From these bond issuances, we sourced $1.35 billion at 2.95% payable in 25 years, and another $1 billion at 2.457% due in 10 years. These are both definitely long in duration and low in coupon rate.
Earlier, the World Bank also granted us $500 million for our urgent needs. And $200 million was sourced from the Asian Development Bank to fund assistance to vulnerable sectors.
Paradoxically, there is much liquidity in both international and domestic capital markets. Augmenting the fiscal expansion of about $484 billion, the US Fed is pumping more liquidity into the system with its current and future Treasury purchases and easy monetary policy.
Japan is also into fiscal expansion given its higher supplementary budget from its Diet supported by BOJ’s ultra easy monetary policy.
Europe is not far behind. Fiscal support could be as much as 10% of GDP. The ECB is looking at bloating its balance sheet to around Euro 7.4 trillion, near 60% of its GDP.
The Philippine Government strategically took advantage of this short window of opportunity to finance its wider deficit and ensure victory over COVID-19. These moves also lay the groundwork for a shallower V or shorter U economic bounce back. Before the lockdown, domestic liquidity rose by nearly 11%. This will moderate as demand for credit slows with the industrial freeze.
Looking at private investments, the Department of Finance recently reported that small businesses may incur P465 billion in financial losses due to the pandemic. To address this, the Executive is coordinating with Congress to provide tax relief by extending the net operating loss carry-over (NOLCO) from three to five years. This allows small businesses to deduct this year’s losses from their income for the next five years. In effect, the National Government is helping absorb private losses in terms of foregone revenues. Credit guarantees up to P120 billion worth of loans to affected small businesses will also be provided.
Finally, the Bangko Sentral’s new policy of giving banks more time to re-classify their loans as past due and non-performing is also positive for business. It enables banks to exclude client loans — mostly by affected corporates — from being re-classified as past due and non-performing until end-December 2021. In the absence of this policy, banks would have been constrained to put up higher provisioning for potential loan losses. In addition, loans for small businesses are now assigned lower credit risk weight to encourage more bank lending to the sector.

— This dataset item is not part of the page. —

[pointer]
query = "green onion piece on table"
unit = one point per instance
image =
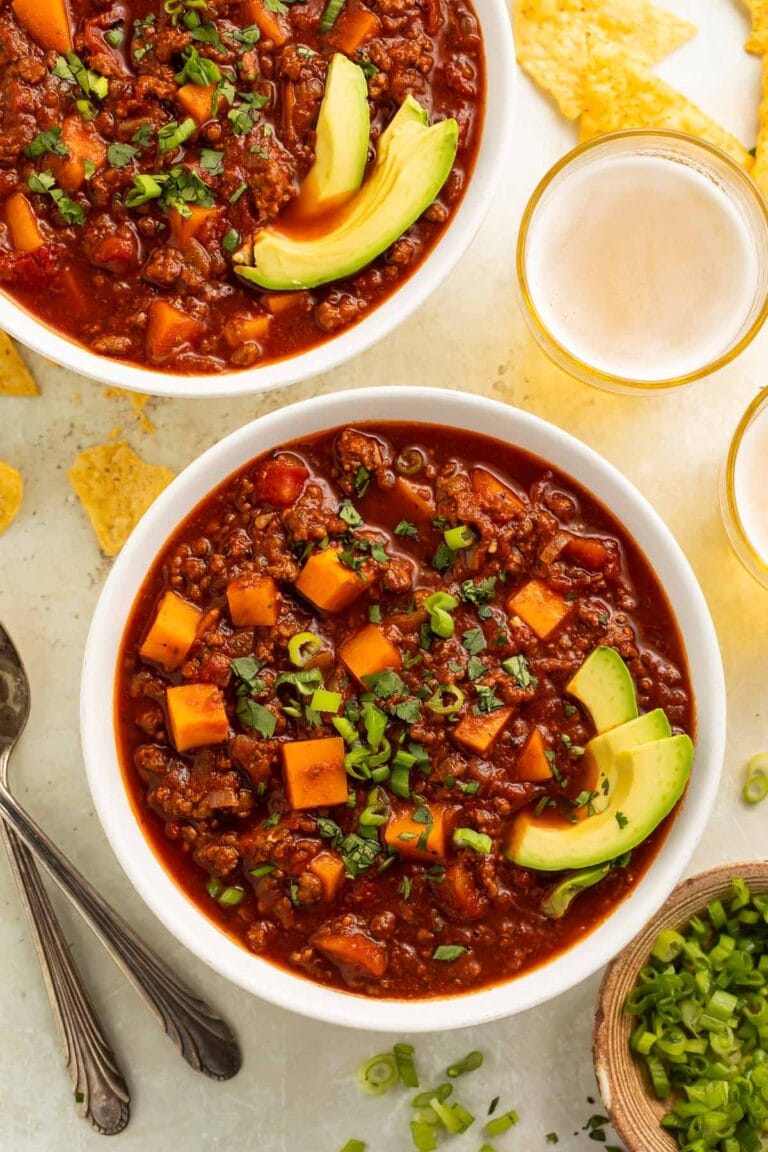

On practically all fronts, Government is providing private businesses with great hand-holding to bounce back from the pandemic. The private sector is aptly assisted to forge on to economic recovery.
Time to bounce back.
Diwa C. Guinigundo is the former Deputy Governor for the Monetary and Economics Sector, the Bangko Sentral ng Pilipinas (BSP). He served the BSP for 41 years. In 2001-2003, he was Alternate Executive Director at the International Monetary Fund in Washington, DC. He is the senior pastor of the Fullness of Christ International Ministries in Mandaluyong.